When it seems your toddler's unable to listen to, or follow, your instructions, it can be very frustrating and it may feel like he's deliberately ignoring you. Yet there are good psychological reasons why a toddler might take time to learn how to do what is asked of him.
First of all there's his ego to consider. A toddler sees the world from his perspective, in terms of what he wants and needs and he assumes he should be allowed to do what he wants. He's also easily distracted, so doesn't naturally concentrate when you ask him to do something.
Then there's his memory. A toddler's ability to retain an instruction takes time to develop - he often genuinely forgets something that he was thinking only a few minutes earlier.
Plus, his hearing might be a touch selective, too. He'll hear you ask what kind of ice cream he wants but seems deaf to requests that he leave the swings. If he's engaged in an enjoyable activity, don't be surprised if he tunes out instructions to stop playing. You hazard a guess that he's ignoring you, but he actually might not have heard, or might not have understood.
Before you ask your toddler to do something for you, have a look around the room in order to identify potential distractions, and then eliminate them. Background noise not only drowns out the sound of your voice, it also draws his limited attention in many different directions at once. Mute the sound on the TV set, CD player or radio, or better still, switch these gadgets off so that your toddler realises that you are about to say something important. And remember, you must lead by example. So when you're asked to do something by someone, you need to get into the habit of responding in the way you'd like your toddler to act towards you.

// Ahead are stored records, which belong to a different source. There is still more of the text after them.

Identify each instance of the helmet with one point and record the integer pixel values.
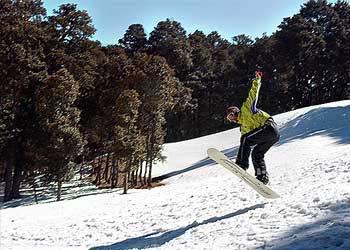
(232, 109)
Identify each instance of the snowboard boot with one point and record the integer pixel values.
(262, 175)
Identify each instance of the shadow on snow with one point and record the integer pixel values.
(331, 232)
(158, 239)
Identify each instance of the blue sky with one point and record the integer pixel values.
(229, 18)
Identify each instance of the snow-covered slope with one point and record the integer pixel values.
(203, 206)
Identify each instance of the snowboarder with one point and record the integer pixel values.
(257, 129)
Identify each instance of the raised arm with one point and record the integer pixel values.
(253, 94)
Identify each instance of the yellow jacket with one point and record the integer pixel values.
(250, 117)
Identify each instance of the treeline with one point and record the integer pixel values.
(66, 99)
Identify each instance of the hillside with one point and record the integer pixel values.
(203, 206)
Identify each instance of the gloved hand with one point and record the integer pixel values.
(258, 74)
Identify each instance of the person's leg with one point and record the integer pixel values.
(265, 139)
(243, 153)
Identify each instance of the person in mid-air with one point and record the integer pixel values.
(257, 128)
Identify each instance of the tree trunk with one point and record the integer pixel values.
(8, 180)
(125, 182)
(17, 175)
(81, 168)
(59, 186)
(107, 167)
(140, 174)
(59, 190)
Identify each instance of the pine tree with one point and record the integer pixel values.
(59, 119)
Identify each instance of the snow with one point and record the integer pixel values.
(203, 206)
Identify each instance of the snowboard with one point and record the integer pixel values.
(258, 186)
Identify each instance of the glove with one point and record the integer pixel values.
(258, 74)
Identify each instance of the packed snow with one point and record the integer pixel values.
(204, 206)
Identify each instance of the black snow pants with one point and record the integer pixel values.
(261, 139)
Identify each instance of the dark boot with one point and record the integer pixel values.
(262, 175)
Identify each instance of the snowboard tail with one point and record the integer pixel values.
(258, 186)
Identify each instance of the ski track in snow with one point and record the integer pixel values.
(203, 206)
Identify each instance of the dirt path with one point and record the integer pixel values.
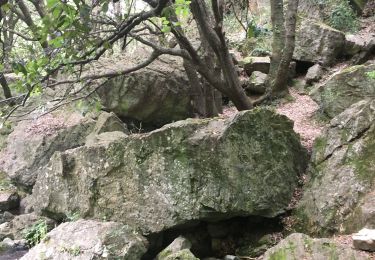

Use your toddler's name to grab his attention in the first place before you issue an instruction. He has an instinctive reaction to turn around when he hears his name; this is a reflex action. When you want him to listen to you, start off by saying his name clearly and loudly, and then pause for a moment until you're confident that you have his full attention. When you're sure you have it, give him the instruction.
Your toddler will hear you better when you're closer to him. This seems obvious, but busy parents often end up shouting from another room!